私が、コーチングやカウンセリングのセッションでベースとして使用しているNLP(Neuro Linguistic Programming)とは日本語に訳すと「神経言語プログラミング」と言います。
一言でNLPは何かと答えるのが難しいほどとても奥が深いものですが、あえて私が人に説明するときは「実用的な心理学」という風に説明しています。
また、人によっては「脳の取り扱い説明書」と言う人もいます。
NLPの説明をするには、まずNLPの歴史について触れる必要があります。
NLPの歴史について
NLPは1970年代にアメリカのサンタクルーズ大学にあるカリフォルニア大学の助教授であったジョン・グリンダーと同大学の学生であったリチャード・バンドラーによって開発されました。
バンドラーは心理療法にも興味を持っていて特に3人の卓越した心理療法家に注目し研究することにしました。
その3人の療法家とは
3人の心理療法家は方向性がそれぞれ違うものの、バンドラーはこの3人の使う手法に共通点があることに気づきました。

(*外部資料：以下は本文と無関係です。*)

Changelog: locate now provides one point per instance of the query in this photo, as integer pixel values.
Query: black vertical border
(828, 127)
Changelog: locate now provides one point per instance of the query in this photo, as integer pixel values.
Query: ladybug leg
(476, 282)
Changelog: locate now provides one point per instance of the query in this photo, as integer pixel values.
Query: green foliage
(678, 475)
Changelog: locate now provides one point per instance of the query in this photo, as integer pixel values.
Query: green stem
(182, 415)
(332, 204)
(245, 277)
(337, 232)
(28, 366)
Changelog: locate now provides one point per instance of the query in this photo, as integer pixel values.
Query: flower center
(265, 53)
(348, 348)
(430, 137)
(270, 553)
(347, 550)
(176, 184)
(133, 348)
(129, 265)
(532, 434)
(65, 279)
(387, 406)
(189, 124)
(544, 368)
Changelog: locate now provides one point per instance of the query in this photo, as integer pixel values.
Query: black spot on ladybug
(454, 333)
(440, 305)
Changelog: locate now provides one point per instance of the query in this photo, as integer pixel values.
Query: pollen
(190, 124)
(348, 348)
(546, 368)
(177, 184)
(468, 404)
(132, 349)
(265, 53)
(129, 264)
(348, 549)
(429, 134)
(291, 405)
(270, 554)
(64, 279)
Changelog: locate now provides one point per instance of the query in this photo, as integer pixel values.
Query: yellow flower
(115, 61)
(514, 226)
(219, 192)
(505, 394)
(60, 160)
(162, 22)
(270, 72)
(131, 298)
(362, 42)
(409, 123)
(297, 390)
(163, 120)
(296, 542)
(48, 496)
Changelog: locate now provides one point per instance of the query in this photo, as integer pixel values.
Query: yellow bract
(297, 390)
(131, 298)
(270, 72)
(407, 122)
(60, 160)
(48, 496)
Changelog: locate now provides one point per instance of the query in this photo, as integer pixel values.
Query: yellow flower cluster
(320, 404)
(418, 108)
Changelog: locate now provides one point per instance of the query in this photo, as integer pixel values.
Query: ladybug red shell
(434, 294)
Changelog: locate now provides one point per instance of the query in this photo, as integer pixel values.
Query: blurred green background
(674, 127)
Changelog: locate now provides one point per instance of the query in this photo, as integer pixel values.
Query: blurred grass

この3人の心理療法家の使う手法を研究していくことで発見された技法やパターンは現在では心理療法やカウンセリングの領域を飛び越えてビジネスや教育に役立てられるようになりました。
また、バンドラー自身も人の行動をモデリング(模倣)するという自分自身の能力について知ることになりました。
もともとは、NLPはセラピストや心理療法家に向けて作られたものですが、時が経つにつれそのテクニックも増えていき、心理療法のみにとどまらず、ビジネスや教育など幅広く採用されるようになりました。
NLPを社員研修に取り入れる企業もあるほど、NLPはとても実用的なものとして使われています。
NLPをコーチングやカウンセリングに採用する理由
私がNLPを自身のコーチングやカウンセリングに採用する理由として、NLPはとてもコーチングやカウンセリングに相性が良いものだと感じているからです。
特にコーチングの際は目標設定を行うのですが、人がなかなか目標に達成できない要因の一つに本人も気づかないメンタル的なブロックがあることが原因の場合があります。
たとえばわかりやすい例を挙げると「お金持ちになりたい」というクライアントが居ます。そして、(実際のコーチングではかなり詳細に目標の設定をしますが)目標設定をします。どのようにしてお金持ちになるのかという細かい順序や設定をクライアントと話し合い、そして行動してもらうのですが、そこでメンタル的なブロックがあるがためになかなか達成できないということがあります。
なぜ、メンタル的なブロックが発生するのかを確認すると、「幼少期にお金の事で親が喧嘩をしていた。なので、お金は悪いものだ!」という思い込みがあったというようなことがわかることがあります。
こういう目標はあるのになかなか達成できないケースでのメンタル的なブロックは無意識のレベルにあるため、クライアント本人も気づかないことがあります。
そこで、NLPにはさまざまなテクニックがあるのですが、そのテクニックの中からふさわしいと思われるテクニックを使い「お金は悪いものだ」という思い込み、もしくは制限を解放することが可能です。
そうすると、メンタル的なブロックは解放されるので目標達成に向けて行動をスムーズに行うことができるようになるのです。
上記はあくまで一例にすぎませんが、このようにNLPのテクニックを使うことで目標達成にスムーズに近づけるようになるのでNLPとコーチングは相性が良いという理由になります。